🤖 AI Summary
Existing character animation methods (e.g., Animate Anyone) generate consistent and generalizable motions but neglect physical and semantic interactions between characters and their environments, leading to implausible actions. This work is the first to explicitly model environmental affordances as conditioning signals in diffusion-based generation, ensuring spatial and behavioral consistency between character poses and scene geometry/semantics. We introduce three core designs: (1) a shape-agnostic masking strategy to decouple environment regions; (2) an object-guided spatial feature fusion mechanism; and (3) a pose-driven feature modulation module. These components jointly optimize environment region encoding, object-aware feature extraction, and spatially adaptive feature injection. Experiments demonstrate significant improvements in motion plausibility and visual fidelity across diverse interactive scenarios. Both qualitative and quantitative evaluations surpass state-of-the-art methods.
📝 Abstract
Recent character image animation methods based on diffusion models, such as Animate Anyone, have made significant progress in generating consistent and generalizable character animations.

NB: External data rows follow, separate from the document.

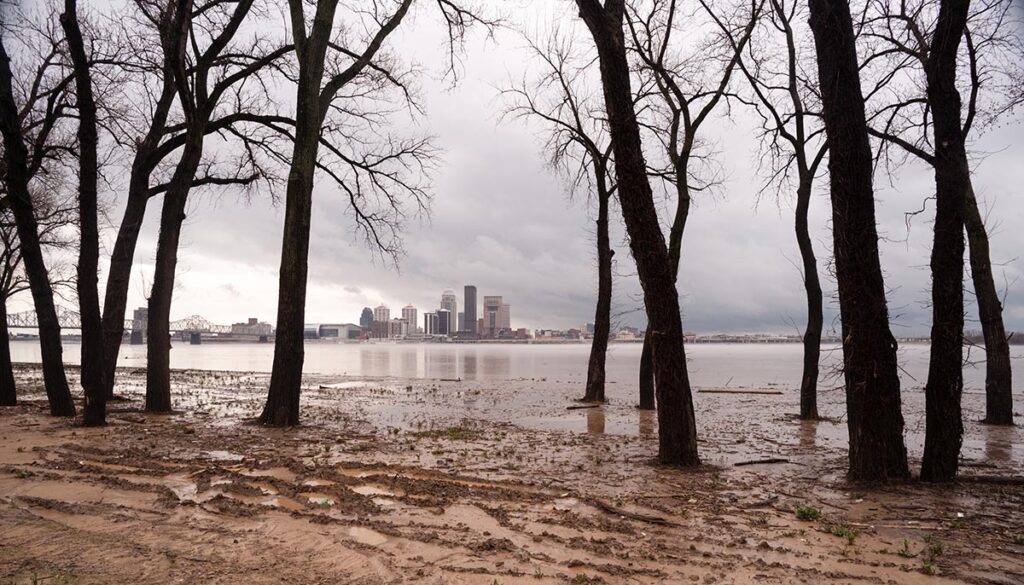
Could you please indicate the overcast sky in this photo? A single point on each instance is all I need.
(502, 220)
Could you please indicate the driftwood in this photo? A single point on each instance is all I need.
(761, 462)
(715, 391)
(633, 515)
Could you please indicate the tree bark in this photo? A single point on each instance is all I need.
(872, 392)
(815, 319)
(282, 408)
(602, 317)
(15, 157)
(998, 382)
(647, 401)
(677, 428)
(8, 390)
(944, 426)
(93, 367)
(158, 364)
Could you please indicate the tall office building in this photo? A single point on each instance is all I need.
(469, 308)
(497, 317)
(430, 324)
(444, 322)
(409, 312)
(450, 302)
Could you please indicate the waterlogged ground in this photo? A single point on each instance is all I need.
(399, 481)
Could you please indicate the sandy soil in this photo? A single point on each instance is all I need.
(438, 482)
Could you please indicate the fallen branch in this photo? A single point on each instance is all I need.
(761, 462)
(711, 391)
(633, 515)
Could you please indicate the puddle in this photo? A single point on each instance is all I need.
(318, 499)
(566, 503)
(367, 536)
(221, 456)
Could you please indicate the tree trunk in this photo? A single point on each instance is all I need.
(677, 428)
(93, 367)
(872, 392)
(815, 320)
(8, 390)
(647, 401)
(158, 346)
(944, 426)
(602, 317)
(15, 158)
(282, 407)
(998, 386)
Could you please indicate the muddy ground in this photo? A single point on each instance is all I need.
(394, 481)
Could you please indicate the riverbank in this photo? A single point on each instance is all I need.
(440, 482)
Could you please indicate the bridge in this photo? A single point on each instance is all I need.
(68, 319)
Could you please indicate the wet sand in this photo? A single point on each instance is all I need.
(394, 481)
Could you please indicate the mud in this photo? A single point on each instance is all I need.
(394, 481)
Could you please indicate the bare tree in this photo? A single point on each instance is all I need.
(677, 427)
(578, 145)
(869, 367)
(32, 125)
(793, 140)
(988, 68)
(210, 73)
(686, 91)
(88, 220)
(332, 75)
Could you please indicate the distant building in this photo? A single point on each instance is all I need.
(410, 316)
(252, 327)
(469, 308)
(430, 324)
(497, 317)
(443, 322)
(451, 303)
(341, 331)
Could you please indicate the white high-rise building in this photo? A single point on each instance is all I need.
(450, 302)
(411, 316)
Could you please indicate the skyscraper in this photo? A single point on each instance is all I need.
(469, 308)
(409, 312)
(450, 302)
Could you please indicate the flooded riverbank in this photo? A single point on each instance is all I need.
(477, 482)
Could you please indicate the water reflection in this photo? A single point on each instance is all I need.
(808, 433)
(998, 442)
(647, 422)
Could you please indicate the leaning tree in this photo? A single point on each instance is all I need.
(340, 76)
(688, 81)
(987, 67)
(560, 99)
(31, 110)
(875, 419)
(677, 426)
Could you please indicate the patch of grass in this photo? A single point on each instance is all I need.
(929, 568)
(449, 433)
(844, 532)
(808, 513)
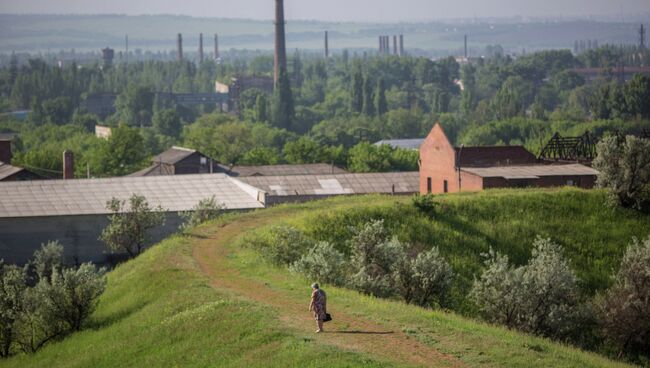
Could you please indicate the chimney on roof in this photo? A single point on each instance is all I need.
(179, 45)
(5, 150)
(68, 165)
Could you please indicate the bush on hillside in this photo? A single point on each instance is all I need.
(540, 297)
(624, 311)
(12, 286)
(373, 254)
(128, 228)
(282, 245)
(207, 209)
(423, 280)
(47, 260)
(323, 263)
(624, 166)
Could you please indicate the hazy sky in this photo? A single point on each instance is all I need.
(371, 10)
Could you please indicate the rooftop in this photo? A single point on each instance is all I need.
(398, 183)
(173, 155)
(402, 143)
(531, 172)
(89, 196)
(6, 171)
(485, 156)
(281, 170)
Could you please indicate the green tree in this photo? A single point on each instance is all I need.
(368, 101)
(283, 108)
(129, 226)
(624, 169)
(261, 108)
(380, 98)
(135, 105)
(167, 122)
(356, 90)
(637, 96)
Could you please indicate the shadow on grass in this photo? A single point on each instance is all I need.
(100, 323)
(362, 332)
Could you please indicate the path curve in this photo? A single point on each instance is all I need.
(348, 332)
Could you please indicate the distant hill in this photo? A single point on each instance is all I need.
(204, 300)
(42, 33)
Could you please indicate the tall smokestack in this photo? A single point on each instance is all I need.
(68, 165)
(280, 41)
(200, 47)
(394, 44)
(216, 46)
(327, 46)
(465, 46)
(179, 46)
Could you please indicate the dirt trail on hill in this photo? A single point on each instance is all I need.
(348, 332)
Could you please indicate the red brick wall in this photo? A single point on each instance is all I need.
(438, 161)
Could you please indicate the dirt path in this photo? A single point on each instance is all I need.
(347, 332)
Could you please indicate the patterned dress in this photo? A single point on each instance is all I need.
(319, 301)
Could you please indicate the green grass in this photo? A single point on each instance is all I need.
(160, 310)
(465, 226)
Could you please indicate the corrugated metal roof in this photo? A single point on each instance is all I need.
(398, 183)
(173, 155)
(89, 196)
(281, 170)
(530, 172)
(7, 170)
(402, 143)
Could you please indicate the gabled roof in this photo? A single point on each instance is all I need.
(402, 143)
(89, 196)
(485, 156)
(387, 183)
(173, 155)
(281, 170)
(531, 172)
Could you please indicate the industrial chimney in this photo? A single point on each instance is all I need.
(216, 46)
(68, 165)
(280, 41)
(200, 47)
(394, 44)
(327, 46)
(5, 148)
(179, 45)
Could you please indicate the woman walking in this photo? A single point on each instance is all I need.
(318, 305)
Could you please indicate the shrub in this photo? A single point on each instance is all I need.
(540, 297)
(624, 166)
(282, 245)
(373, 255)
(128, 228)
(206, 210)
(423, 280)
(47, 260)
(624, 311)
(323, 263)
(425, 203)
(12, 286)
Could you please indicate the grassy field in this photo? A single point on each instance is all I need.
(203, 300)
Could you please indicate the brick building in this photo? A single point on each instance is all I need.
(448, 169)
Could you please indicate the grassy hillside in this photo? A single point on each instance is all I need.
(203, 300)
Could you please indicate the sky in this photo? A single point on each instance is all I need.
(338, 10)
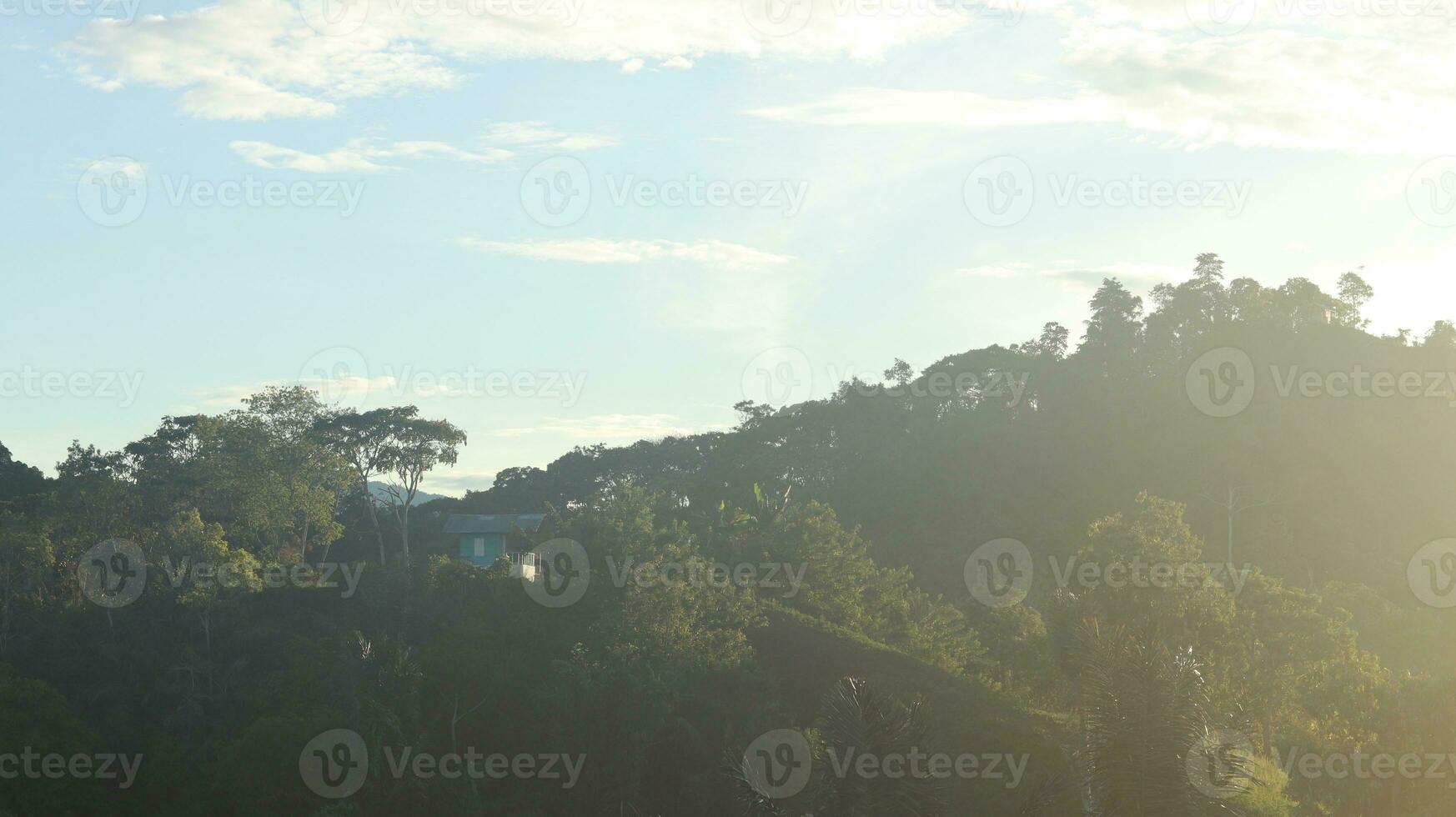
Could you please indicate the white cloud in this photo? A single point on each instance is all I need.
(607, 427)
(364, 156)
(259, 58)
(952, 108)
(539, 136)
(357, 156)
(1139, 277)
(630, 251)
(1323, 82)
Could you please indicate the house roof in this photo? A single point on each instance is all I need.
(493, 524)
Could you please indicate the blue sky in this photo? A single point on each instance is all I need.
(395, 243)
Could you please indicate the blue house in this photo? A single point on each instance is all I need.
(484, 536)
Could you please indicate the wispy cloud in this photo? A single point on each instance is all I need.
(632, 251)
(264, 58)
(500, 143)
(1137, 277)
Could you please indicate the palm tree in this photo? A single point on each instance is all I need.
(1145, 711)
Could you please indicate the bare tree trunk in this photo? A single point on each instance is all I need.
(379, 534)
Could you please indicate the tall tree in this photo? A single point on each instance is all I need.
(415, 449)
(367, 443)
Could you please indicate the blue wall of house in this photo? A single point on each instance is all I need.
(494, 548)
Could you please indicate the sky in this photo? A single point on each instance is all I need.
(570, 222)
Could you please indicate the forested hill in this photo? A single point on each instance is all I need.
(1047, 439)
(907, 574)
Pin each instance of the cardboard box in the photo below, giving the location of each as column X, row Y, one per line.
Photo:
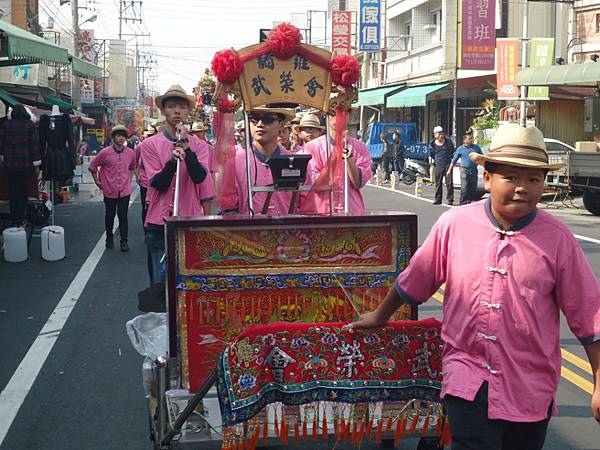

However, these approaches fail to produce reasonable associations between characters and their environments. To address this limitation, we introduce Animate Anyone 2, aiming to animate characters with environment affordance. Beyond extracting motion signals from source video, we additionally capture environmental representations as conditional inputs. The environment is formulated as the region with the exclusion of characters and our model generates characters to populate these regions while maintaining coherence with the environmental context. We propose a shape-agnostic mask strategy that more effectively characterizes the relationship between character and environment. Furthermore, to enhance the fidelity of object interactions, we leverage an object guider to extract features of interacting objects and employ spatial blending for feature injection. We also introduce a pose modulation strategy that enables the model to handle more diverse motion patterns. Experimental results demonstrate the superior performance of the proposed method.